Por conta desse ideal da perfeição, dessa exigência e cobrança que vem de todos os lados. Vem da nossa família, vem dos amigos, vem na escola dos professores, vem na universidade, vem na vida profissional, desde o estágio, desde que a gente começa a pesquisa. Então, acho que tem essa demanda de todos os lados e isso acaba se revertendo em resultados. Mas também desejo ver essa régua ficando mais igual para todo mundo.
ABRIG: Empatia é comumente apontada como uma característica naturalmente feminina. Essa poderia ser, na sua opinião, uma justificativa para os bons resultados dos governos femininos nos enfrentamentos da pandemia?
RENATA MENDES: Mais uma vez voltando para questão dessa régua que é diferente para homens e mulheres, no caso da pandemia não seria diferente. As líderes mulheres pelo mundo, na Alemanha, na Nova Zelândia, na Finlândia, tomaram as rédeas do problema e escolheram olhar para o desafio da pandemia muito mais embasada pelas recomendações da ciência, tomando decisões rápidas para preservar vidas. E aqui não só por uma questão de empatia, que é um fator social, não biológico das mulheres. É socialmente imposto e demandado das mulheresessa posição mais empática, como eu já falei antes, mas não só por empatia. Essas mulheres têm bem menos chance de errar em possibilidade de erro. E colocaram em prática ações que já estavam sendo recomendadas como algo de sucesso e algo que iria proteger a população e minimizar os riscos da pandemia. Não à toa a gente vê os resultados de sucesso, o mesmo acontece aqui no Brasil.

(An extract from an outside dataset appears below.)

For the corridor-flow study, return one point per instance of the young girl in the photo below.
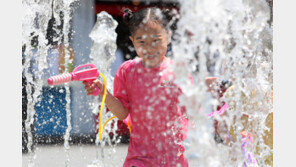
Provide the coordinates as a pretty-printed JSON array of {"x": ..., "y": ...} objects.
[{"x": 144, "y": 88}]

A prefeita Raquel Lira lá em Caruaru também tomou ações muito rápido assim que a pandemia se iniciou. Pensando em preservar as vidas, pensando em como dar suporte aos empreendedores locais. Com muito, mas muito respaldo do que estava sendo discutido pela ciência, do que vinha de recomendação... E de forma muito transparente, envolvendo a população, que eu acho que acontece também nos outros países, uma comunicação mais séria, mais transparente mesmo
A gente ganha muito com diversidade, com perfis diferentes de liderança. Não quer dizer que é melhor ou pior, mas ter mulheres nesse caso se mostrou positivo por considerar essas diferenças, para trazer um pouco mais de evidências, e pela baixa margem de erro que elas têm. Essa vontade de agir, e agir rápido, e conseguir mitigar esses efeitos. Isso aconteceu na pandemia, mas acho que é algo que se repete. Não só no governo, mas também nas empresas há essa preocupação em agir da maneira correta, em agir rápido, em ter responsabilidade, em ser transparente, porque isso é cobrado, mas porque a sua posição, como mulher, também, demanda isso. Mas a diversidade, de forma geral, contribui para melhores decisões. Por isso, acho que esse é o caminho. A resposta não é nem ser homem ou ser mulher ocupando determinados cargos, mas sim, hoje essa disparidade que a gente temcria um padrão na forma de tomar decisões que a gente vê que pode ser diferente.